Let $A$ be an alphabet of size $|A|:=q\in\Bbb Z^+$ and let $n,d\in \Bbb Z^+$ be positive integers. We denote by $A_q(n,d)$ the largest value of $M$ such that a $q$-ary $(n,M,d)$-code $C\subseteq A^n$ exists. That is, $$A_q(n,d):=\max\{M\in \Bbb N: \exists\ (n,M,d)\text{-code } C\subseteq A^n \text{ over } A \} \in \Bbb N.$$
I am struggling to understand something which seems to be very easy. Take $q\geq 2$. We want to show that $$A_q(n,1)=q^n.$$ We are searching for the maximum $M$ such that a $q$-ary $(n,M,1)$-code $C$ exists.
We take our code to be $C:=A^n$, that is the set of all words of length $n\in \Bbb Z^+$. So $M=|C|=q^n$.
Now we have to show that $\mathrm{d}(C)=1$. Hill's book says that since the codewords of $C$ are distinct, it is $\mathrm{d}(C)\geq 1$.

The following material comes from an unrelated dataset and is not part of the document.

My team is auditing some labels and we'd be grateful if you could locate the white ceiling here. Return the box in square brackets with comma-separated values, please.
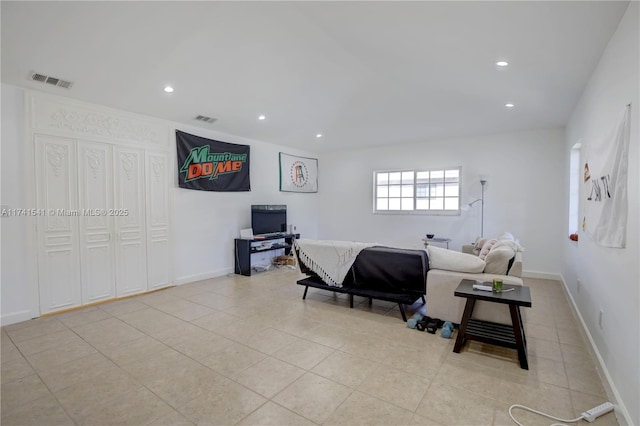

My question how do we conclude that $\mathrm{d}(C)=1$ and not $\mathrm{d}(C)>1$?
Sorry if the question is trivial, I am a little bit confused.
$d(C) = 1$ is actually trivial.
This means the minimal distance between codewords is $1$.
Your code is $C:= A^n$.
Since $|A|\geq 2$, there are at least different two codewords $c,c'$, and then $d(c,c') \geq 1$.
However, the minimum is trivially attained. Let $c\in C=A^n$ be any codeword. Change $c$ in one position and write the newly obtained word as $a \in A^n = C$. Then clearly $d(a,c) = 1$ and thus $d(a,c) \leq 1$.
Combining both inequalities, we get $d(C) = 1$.